Prof. Norbert Pohlmann (Institut für Internet-Sicherheit)
Initial position: DNS Encryption is good!
With more than 1,100 member companies, eco is the largest association of the Internet industry in Europe, representing all sectors from network infrastructure, Internet service providers (ISPs), content delivery networks (CDNs), service and application providers, to cyber security and legal experts. A group of members have taken the opportunity to make the most of this source of broad and diverse expertise to discuss the emerging use of the DNS over HTTPS (DoH) protocol and the impact of its implementation on different environments.
It is probably safe to say that the introduction of the DoH protocol has created more controversy than its initiators and early adopters were anticipating.
One objective pursued in the development of the DoH protocol was to increase user privacy and security by preventing eavesdropping and manipulation of DNS data, e.g. by Man-in-the-Middle attacks (MITM). Throughout the history of the Internet, traditional Domain Name System (DNS) traffic has largely been unencrypted. In this scenario, every party between the user’s device and the DNS resolver is able to look into DNS queries and responses, or even to modify them. Furthermore, the monetisation of DNS data, e.g. for marketing purposes, is a potential and realistic privacy issue.
In the early phases of implementation, DNS over HTTPS (DoH) was a topic of intense discussion and considerable controversy. First-movers in this space were largely not traditional network operators and ISPs – who have until now been largely responsible for the provision of DNS services – but rather application developers, content delivery networks, and distributed DNS providers, in order to offer users easy access to encrypted DNS and greater choice in the provision of DNS services. Initiatives in this context have created a strong impetus for other operators of DNS resolvers to also become active in the provision of encrypted DNS services like DNS over HTTPS.
This offers the potential for the protocol to emerge out of a niche status and become more widely deployed by all kinds of DNS providers, allowing it to make a significant contribution to the provision of encrypted DNS.

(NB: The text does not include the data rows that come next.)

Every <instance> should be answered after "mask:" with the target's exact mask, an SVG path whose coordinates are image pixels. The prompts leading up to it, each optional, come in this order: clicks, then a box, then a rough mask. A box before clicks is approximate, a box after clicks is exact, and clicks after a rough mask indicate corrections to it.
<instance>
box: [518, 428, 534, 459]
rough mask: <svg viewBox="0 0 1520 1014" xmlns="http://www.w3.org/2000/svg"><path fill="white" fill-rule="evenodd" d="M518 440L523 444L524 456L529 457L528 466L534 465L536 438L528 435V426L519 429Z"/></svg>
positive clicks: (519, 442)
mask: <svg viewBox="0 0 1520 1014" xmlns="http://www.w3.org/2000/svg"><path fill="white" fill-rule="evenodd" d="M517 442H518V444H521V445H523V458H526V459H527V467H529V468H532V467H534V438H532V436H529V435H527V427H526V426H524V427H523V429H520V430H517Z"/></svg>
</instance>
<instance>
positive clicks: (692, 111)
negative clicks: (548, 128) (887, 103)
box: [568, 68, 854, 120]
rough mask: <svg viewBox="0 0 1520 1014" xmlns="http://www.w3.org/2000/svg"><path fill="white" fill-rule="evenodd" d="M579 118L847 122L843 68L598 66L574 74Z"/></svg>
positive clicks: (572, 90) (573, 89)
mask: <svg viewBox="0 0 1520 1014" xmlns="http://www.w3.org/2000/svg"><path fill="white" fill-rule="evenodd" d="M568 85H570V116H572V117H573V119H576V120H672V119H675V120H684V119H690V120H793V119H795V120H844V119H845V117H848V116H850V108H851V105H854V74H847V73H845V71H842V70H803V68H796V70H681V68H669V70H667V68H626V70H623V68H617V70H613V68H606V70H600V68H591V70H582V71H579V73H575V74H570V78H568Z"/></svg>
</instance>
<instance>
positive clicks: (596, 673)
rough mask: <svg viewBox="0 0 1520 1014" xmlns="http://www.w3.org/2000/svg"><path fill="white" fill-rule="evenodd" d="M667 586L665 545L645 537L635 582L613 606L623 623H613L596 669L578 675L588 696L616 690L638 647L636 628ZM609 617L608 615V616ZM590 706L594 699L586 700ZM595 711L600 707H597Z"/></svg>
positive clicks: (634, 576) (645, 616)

Encrypting DNS improves user privacy and security. This is why the
contributors to this paper strongly support the concept of provisioning over-the-top encrypted DNS. As DoH is relatively new, it is not yet universally deployed, and many ISP resolvers still lack support. However, increasing adoption can be observed. This is to be encouraged, in order to ensure a rich and varied global ecosystem of encrypted DNS provision.
Despite this, the sometimes-heated discussion around DoH has highlighted a tangled range of questions and ambiguities. The aim of this paper is to identify what needs to be teased out in order to understand what stems from the protocol itself, and what relates to possible implementation models and/or deployments of the DoH protocol, and what action needs to be taken within the industry to, on the one hand, ensure the protection of user privacy through the DoH protocol, and on the other hand, ensure user choice and digital self-determination.
This paper will attempt to unravel some complexities of the DoH discussion, try to provide as neutral as possible an industry perspective on the pros and cons discussed in this context, and make them comprehensible for readers for whom an understanding of DoH is relevant. It makes recommendations for the deployment and implementation of DoH in a privacy-enhancing manner.
As a first statement of positioning, the contributors to this paper fundamentally support the encryption of DNS information.
Encryption of DNS has the advantage of improving user privacy and security, for example, by preventing malicious actors from listening in to DNS traffic e.g. in order to perform Man-in-theMiddle attacks.
However, the contributors also concede that there are contexts where certain stakeholders – for example, operators of a corporate network, or Internet service providers – may have concerns regarding potential downsides of certain implementations for encrypting DNS information. The concerns generally do not relate to the DoH protocol itself, but to the deployment model chosen by the applications, especially web browsers.